Database Concepts and Architecture

 

Data models

•      The purpose of a model is to provide a level of abstraction (i.e. hide details)

•      The model is a set of concepts that can be used to describe the structure of a database.  The structure includes:

•    data types and length

•    relationships

•    Constraints

•      A data model often includes:

–    A set of operations for retrievals & updates

–    A set of valid user-defined operations that are allowed

•      Different models have different objectives.

 

Data model categories

–   A High level or conceptual model is close to the way users perceive the data.

•   This type of model is often used to transmit ideas from end user to the DB designer.

•   The E-R diagram is of this type

–   A representational or implementation model hide some details of how the data is stored, but can be implemented on a computer

•   The relational model is of this type

–   A low level or physical model is the model of how the data is physically stored on the computer.

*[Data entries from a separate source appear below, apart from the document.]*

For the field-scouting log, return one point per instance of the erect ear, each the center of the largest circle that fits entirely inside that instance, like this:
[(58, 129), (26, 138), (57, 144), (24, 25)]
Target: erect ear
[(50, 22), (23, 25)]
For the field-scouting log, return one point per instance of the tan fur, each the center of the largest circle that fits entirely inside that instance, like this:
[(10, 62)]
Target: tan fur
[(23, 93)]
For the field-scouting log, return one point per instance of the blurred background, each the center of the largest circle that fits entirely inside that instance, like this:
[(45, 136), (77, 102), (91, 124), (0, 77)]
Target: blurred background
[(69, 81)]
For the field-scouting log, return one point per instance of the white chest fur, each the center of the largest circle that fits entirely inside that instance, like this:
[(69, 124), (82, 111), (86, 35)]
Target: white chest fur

•   This would include stored in a hash table or B+ tree

•      The main data model we will look at is the relational model

–    the data is perceived by the user as tables

–    the operations on the tables generates new tables from base tables

•      But we will use the E-R (Entity-Relationship) model to help with design

•      We will also look at indexes and B+ trees, low level models

•      The Object-oriented model is becoming more and more important, as is the object oriented/relational model

•      The Hierarchical and Network model are older models (covered in the appendix of your text)

 

Database Schemas and Instance

•      Understanding database systems requires making a clear distinction between the database’s structure (the schema) and its contents (the state or instances.)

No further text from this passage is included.